The Bombay High Court on Tuesday commuted the death sentences on two prime accused – both step-sisters – to life term till death in jail, in the sensational case of the kidnapping of 13 minor children and murdering at least 5 of them, that rocked the state in the early 1990s.
The accused, Seema Mohan Gavit, 39, and Renuka Kiran Shinde, 45, were arrested by Maharashtra Police in 1996 and have so far spent around 25 years under the shadow of the hangman’s noose, at the Yerawada Central Jail, Pune.
Another prime accused and their mother, Anjana, who was also arrested and charged in the case, passed away in 1998 during the pendency of the trial.
A division bench of Justice Nitin Jamdar and Justice Sarang Kotwal commuted the death penalty, rapping the delays by the government authorities in taking a decision on the mercy pleas of the two.
In 2001, the half-sisters were convicted and awarded the death penalty by the Kolhapur Sessions Court for the stunning kidnappings of 13 children and killing 5 of them brutally.
The death sentence was confirmed by the Bombay High Court in 2004 and then the Supreme Court in 2006.
The sisters had earlier filed mercy pleas before the Governor in 2008 that were declined in August 2013, and later to the President, which was rejected in July 2014, even as people from the USA Japan, Canada, and India appealed to the President for commuting the death verdict, saying that execution of women is extremely rare.
After the rejection of their appeals from both the Governor and the President, they moved the Bombay High Court.
The matter was taken up urgently on August 19, 2014, as the two sisters awaited the gallows that day.
The Public Prosecutor issued telephonic instructions to the YCJ Jail Superintendent Yogesh Desai to stop the hangings till their pleas were heard and the matter came up on the board the following day.
The petitioners contended that the government machinery did not adhere to the rules that required utmost expediency and resorted to a “most casual approach” resulting in a delay of nearly 8 years, which the division bench upheld.
The sisters contended, through their lawyer Aniket Vagal, that the delay was attributable to the executive including the Governor and the Maharashtra Government, the Ministry of Home Affairs, and the President, which was denied by the Centre’s lawyer Sandesh Patil.
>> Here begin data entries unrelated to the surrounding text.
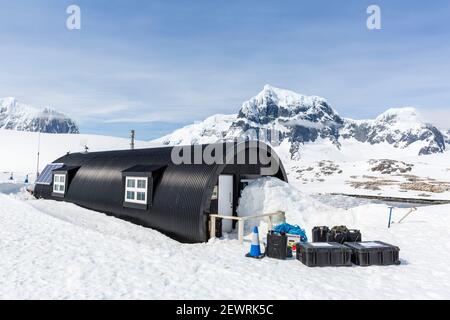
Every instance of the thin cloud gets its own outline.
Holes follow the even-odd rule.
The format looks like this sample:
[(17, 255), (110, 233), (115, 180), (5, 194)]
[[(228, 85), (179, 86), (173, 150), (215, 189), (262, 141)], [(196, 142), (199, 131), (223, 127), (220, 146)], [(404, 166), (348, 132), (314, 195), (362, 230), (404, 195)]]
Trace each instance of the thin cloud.
[(420, 108), (420, 115), (428, 123), (434, 126), (450, 130), (450, 107), (444, 108)]
[[(229, 10), (224, 3), (208, 12), (181, 1), (176, 11), (165, 4), (157, 11), (124, 4), (106, 16), (104, 8), (86, 2), (81, 32), (69, 32), (59, 5), (11, 3), (0, 21), (0, 60), (8, 62), (2, 65), (0, 97), (49, 105), (75, 118), (82, 131), (89, 122), (96, 132), (117, 134), (108, 124), (187, 124), (237, 113), (243, 101), (273, 83), (323, 96), (341, 116), (356, 119), (396, 105), (424, 112), (434, 106), (441, 111), (429, 112), (430, 122), (450, 127), (450, 45), (442, 41), (448, 10), (442, 1), (416, 3), (405, 12), (403, 5), (382, 0), (390, 14), (379, 32), (367, 31), (365, 10), (356, 18), (351, 4), (326, 6), (321, 19), (310, 14), (319, 12), (313, 2), (293, 1), (281, 9), (255, 4), (243, 1)], [(257, 23), (267, 18), (276, 23)], [(423, 32), (413, 32), (419, 28)]]
[(158, 113), (137, 115), (128, 118), (112, 118), (104, 120), (103, 123), (153, 123), (153, 122), (177, 122), (175, 118), (161, 116)]

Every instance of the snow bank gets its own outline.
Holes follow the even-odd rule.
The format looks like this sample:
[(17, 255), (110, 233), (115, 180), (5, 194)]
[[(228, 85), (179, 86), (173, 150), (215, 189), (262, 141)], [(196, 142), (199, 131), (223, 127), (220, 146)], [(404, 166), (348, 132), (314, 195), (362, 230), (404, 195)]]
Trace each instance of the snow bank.
[(273, 177), (251, 182), (242, 192), (237, 213), (246, 217), (284, 211), (286, 220), (304, 224), (314, 215), (330, 210), (290, 184)]
[[(243, 190), (237, 208), (238, 215), (243, 217), (278, 211), (286, 213), (287, 223), (299, 225), (304, 229), (309, 239), (314, 226), (342, 224), (351, 228), (358, 226), (358, 217), (351, 212), (320, 203), (289, 183), (273, 177), (251, 182)], [(279, 221), (274, 222), (277, 224)], [(255, 225), (259, 226), (261, 234), (267, 233), (267, 220), (250, 220), (245, 225), (247, 235)]]

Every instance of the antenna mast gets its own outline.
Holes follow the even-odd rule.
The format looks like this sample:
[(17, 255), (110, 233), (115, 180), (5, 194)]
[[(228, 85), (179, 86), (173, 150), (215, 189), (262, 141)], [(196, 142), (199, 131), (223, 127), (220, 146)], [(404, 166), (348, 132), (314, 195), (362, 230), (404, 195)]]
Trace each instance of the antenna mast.
[(37, 150), (37, 165), (36, 165), (36, 179), (39, 177), (39, 157), (41, 155), (41, 131), (38, 133), (38, 150)]
[(134, 138), (135, 138), (136, 132), (134, 130), (131, 130), (131, 143), (130, 143), (130, 149), (134, 150)]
The judges noted that from the date of the sisters submitting their mercy plea on September 1, 2006 till it was finally disposed of on July 30, 2014, it took 7 years, 10 months and 15 days.
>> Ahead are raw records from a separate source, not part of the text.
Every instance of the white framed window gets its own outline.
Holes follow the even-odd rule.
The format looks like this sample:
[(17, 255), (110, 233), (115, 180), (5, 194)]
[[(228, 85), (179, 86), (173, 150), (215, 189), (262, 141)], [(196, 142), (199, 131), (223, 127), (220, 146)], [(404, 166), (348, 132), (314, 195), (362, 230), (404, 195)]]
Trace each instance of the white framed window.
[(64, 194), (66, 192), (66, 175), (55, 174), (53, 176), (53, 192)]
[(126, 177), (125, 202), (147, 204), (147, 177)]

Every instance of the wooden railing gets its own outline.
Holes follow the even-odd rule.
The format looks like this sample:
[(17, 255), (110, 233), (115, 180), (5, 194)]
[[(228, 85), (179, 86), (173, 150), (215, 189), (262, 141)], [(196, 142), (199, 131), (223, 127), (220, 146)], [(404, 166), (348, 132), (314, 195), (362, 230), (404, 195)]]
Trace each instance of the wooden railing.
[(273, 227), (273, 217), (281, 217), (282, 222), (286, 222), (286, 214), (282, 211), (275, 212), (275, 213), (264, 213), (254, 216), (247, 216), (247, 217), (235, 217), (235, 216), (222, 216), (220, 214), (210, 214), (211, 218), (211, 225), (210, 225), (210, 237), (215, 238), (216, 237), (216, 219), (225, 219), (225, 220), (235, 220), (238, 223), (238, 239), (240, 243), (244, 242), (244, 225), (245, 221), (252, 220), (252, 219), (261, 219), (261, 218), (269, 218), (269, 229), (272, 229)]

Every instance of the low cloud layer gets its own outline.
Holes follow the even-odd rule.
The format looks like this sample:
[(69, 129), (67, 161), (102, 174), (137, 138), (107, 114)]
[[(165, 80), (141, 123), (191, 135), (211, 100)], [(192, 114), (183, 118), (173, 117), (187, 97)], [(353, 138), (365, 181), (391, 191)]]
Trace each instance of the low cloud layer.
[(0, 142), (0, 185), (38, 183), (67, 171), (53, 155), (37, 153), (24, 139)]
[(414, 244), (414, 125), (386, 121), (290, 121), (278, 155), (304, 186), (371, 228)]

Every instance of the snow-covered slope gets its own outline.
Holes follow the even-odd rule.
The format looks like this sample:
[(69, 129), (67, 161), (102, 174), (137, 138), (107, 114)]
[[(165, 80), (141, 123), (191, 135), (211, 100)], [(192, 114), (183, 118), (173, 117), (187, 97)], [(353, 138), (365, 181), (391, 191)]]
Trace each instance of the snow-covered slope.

Justice Jamdar and Justice Kotwal also observed how the chronology showed that there was “nothing but the movement of files, delay, and casual approach demonstrated at each stage” and the state government moved “as if it was a routine file, perhaps even slower than that”, at each stage “officers exhibited utter casualness”.
The court also frowned at how, in the period between 2006-2014, modern electronic communication facilities, email, courier, transportation were easily available to all government officers, and termed as “abhorrent” the movement of files/papers in such a crucial matter within the state or the city after gaps of 15 days, month, six months or up to one year.
It also commented on how the matter was circulated before the court only by the petitioner-sisters in 2021 and not by the government since 2016, and the manner in which the two convicts were kept isolated in the ‘Death Convict Yard’ which has an ominous connotation, and was described as “brooding horror of hanging, daunting the prisoner in the condemned cell” by the late Justice Krishna Iyer.
However, the evidence on record shows the kids were brutally murdered, showing the “depravity” of the two convict-sisters which was “heinous and beyond words to condemn”, the bench said, ordering “life imprisonment is till the life of the convict” unless the competent authority decides otherwise, though the (convicts) were beyond reform for society.
The court also cancelled the unexecuted death warrants against the two sisters and disposed of the petition.